L’Assemblée nationale et le Sénat ont fini d’examiner la réforme de l’audiovisuel public. Mais Jean-François Copé, le président du groupe UMP à l'Assemblée, n’a, lui, pas fini de parler.

«Les sénateurs étaient un peu furax d’être obligés de discuter de ce texte après la suppression de la publicité et je les comprends. J'aurais été à leur place, j'aurais été exactement pareil», a-t-il dit dimanche à Radio J.

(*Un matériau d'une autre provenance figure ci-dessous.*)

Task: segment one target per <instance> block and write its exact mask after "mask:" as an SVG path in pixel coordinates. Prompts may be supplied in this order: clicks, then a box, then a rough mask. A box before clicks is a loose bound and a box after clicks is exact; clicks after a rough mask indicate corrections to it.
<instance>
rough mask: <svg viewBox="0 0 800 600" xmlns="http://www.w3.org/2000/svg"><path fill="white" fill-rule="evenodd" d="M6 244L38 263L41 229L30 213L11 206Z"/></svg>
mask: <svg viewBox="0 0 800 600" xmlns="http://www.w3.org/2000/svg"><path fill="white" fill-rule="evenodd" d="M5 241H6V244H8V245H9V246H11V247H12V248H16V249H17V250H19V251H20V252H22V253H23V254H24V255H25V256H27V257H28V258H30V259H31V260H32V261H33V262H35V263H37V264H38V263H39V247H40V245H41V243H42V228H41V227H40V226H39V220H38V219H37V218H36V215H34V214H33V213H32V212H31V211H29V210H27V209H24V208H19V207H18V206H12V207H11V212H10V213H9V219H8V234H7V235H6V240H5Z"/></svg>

Une déclaration qui fait office de caresse envers les sénateurs, moins d’une semaine après une autre déclaration, tonitruante cette fois, contre ces mêmes sénateurs: «Je crois que nos amis centristes du Sénat n'attendent qu'une occasion pour montrer que, sans eux, il n'y a pas de majorité au Sénat, que ce soit sur ce texte ou sur un autre, avait lâché Copé sur Lepoint.fr. Il leur appartiendra de choisir le texte contre lequel ils voteront. Qu'ils prennent leurs responsabilités. S'ils veulent être contre une réforme populaire, ça les regarde.»
 
Orientations

Alors qu’une commission mixte paritaire doit maintenant s’accorder sur une version du projet de loi commune aux deux hémicycles, Copé redit dans quel sens il veut aller. Ou plutôt celui dans lequel il ne veut pas aller.

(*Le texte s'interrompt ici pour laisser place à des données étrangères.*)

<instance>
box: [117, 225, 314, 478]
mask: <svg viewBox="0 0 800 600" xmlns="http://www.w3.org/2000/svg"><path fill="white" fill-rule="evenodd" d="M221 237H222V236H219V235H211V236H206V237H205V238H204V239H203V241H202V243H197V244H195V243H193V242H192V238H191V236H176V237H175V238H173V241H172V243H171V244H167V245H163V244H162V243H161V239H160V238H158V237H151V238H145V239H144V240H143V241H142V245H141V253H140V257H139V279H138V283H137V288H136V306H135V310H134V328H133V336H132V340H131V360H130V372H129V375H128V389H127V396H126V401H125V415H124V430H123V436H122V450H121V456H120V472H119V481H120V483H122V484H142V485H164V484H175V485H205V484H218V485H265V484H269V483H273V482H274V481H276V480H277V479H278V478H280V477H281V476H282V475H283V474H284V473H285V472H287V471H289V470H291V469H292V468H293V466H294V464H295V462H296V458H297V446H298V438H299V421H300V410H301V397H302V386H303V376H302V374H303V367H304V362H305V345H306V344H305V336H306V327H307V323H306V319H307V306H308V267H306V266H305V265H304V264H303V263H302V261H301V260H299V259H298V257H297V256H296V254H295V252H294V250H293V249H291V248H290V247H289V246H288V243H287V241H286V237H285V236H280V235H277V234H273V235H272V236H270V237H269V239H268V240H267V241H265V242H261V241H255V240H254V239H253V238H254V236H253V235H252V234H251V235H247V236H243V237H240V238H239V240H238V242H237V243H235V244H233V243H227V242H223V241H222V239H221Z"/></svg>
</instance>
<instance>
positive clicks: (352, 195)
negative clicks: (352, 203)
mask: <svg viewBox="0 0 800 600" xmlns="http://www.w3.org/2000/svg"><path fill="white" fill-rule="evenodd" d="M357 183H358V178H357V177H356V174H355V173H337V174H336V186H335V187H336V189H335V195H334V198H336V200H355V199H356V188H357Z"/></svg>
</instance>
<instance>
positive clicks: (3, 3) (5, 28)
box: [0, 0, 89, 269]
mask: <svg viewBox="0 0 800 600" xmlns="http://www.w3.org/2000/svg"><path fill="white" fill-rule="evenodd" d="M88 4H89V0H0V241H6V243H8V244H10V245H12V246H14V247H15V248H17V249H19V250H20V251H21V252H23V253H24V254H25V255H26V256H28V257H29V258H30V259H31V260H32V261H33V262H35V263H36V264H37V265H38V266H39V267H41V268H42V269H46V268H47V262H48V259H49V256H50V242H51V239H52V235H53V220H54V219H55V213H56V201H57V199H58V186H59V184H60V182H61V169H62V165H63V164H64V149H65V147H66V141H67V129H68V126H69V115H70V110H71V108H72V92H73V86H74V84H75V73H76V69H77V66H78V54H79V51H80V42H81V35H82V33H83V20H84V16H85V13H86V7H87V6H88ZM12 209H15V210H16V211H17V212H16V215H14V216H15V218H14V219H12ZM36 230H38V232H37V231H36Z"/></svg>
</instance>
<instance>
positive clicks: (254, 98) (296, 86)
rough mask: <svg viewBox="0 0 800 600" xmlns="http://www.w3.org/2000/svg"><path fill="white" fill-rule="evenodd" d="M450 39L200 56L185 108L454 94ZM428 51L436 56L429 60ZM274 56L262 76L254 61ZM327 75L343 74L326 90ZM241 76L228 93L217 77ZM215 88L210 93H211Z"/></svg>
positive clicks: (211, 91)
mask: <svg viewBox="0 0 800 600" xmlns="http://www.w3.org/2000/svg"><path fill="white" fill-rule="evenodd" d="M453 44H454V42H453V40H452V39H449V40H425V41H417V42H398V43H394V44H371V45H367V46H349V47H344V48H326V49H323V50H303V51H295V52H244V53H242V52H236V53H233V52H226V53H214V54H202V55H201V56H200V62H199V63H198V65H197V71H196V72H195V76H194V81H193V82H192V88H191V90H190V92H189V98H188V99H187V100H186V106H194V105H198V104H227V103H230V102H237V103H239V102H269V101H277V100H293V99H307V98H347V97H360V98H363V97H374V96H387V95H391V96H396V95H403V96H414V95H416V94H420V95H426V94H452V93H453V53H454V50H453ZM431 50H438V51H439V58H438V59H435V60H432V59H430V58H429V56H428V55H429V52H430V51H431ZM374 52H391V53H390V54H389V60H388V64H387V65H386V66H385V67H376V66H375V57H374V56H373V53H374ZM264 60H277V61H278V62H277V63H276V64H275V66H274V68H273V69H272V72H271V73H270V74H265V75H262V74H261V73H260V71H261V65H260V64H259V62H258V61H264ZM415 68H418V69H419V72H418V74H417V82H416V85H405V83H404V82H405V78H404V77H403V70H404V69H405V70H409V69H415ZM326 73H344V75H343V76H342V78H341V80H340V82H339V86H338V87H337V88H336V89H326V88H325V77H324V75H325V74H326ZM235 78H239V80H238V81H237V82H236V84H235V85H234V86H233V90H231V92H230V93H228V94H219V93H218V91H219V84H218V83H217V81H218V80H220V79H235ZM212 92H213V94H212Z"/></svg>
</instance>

Il refuse, conformément à la volonté de Nicolas Sarkozy, toute hausse de la redevance télévisuelle (hors inflation), une initiative pourtant adoptée par le Sénat qui veut l’augmenter à 120 euros au 1er janvier 2010. Et l'étendre aux foyers propriétaires d'un ordinateur.
 
Jean-François Copé, qui n’a pas eu le temps de répondre aux sollicitations de 20minutes.fr, ne lâchera pas là-dessus devant la commission mixte paritaire, qui compte sept députés et sept sénateurs, mais pourrait faire du troc sur autre chose, selon «Libération». «Si les sénateurs s’assoient sur la hausse de 4 euros votée la semaine dernière à une écrasante majorité UMP incluse, alors il acceptera que la révocation du président de France Télévisions soit soumise à l’accord, difficile à obtenir, de l’opposition parlementaire.»

Cette idée, adoptée par le Sénat, consisterait à soumettre la révocation des patrons de France Télévisions et Radio France par le chef de l'Etat à l'approbation des 3/5e des commissions compétentes du Parlement rendant les voix de l'opposition indispensables.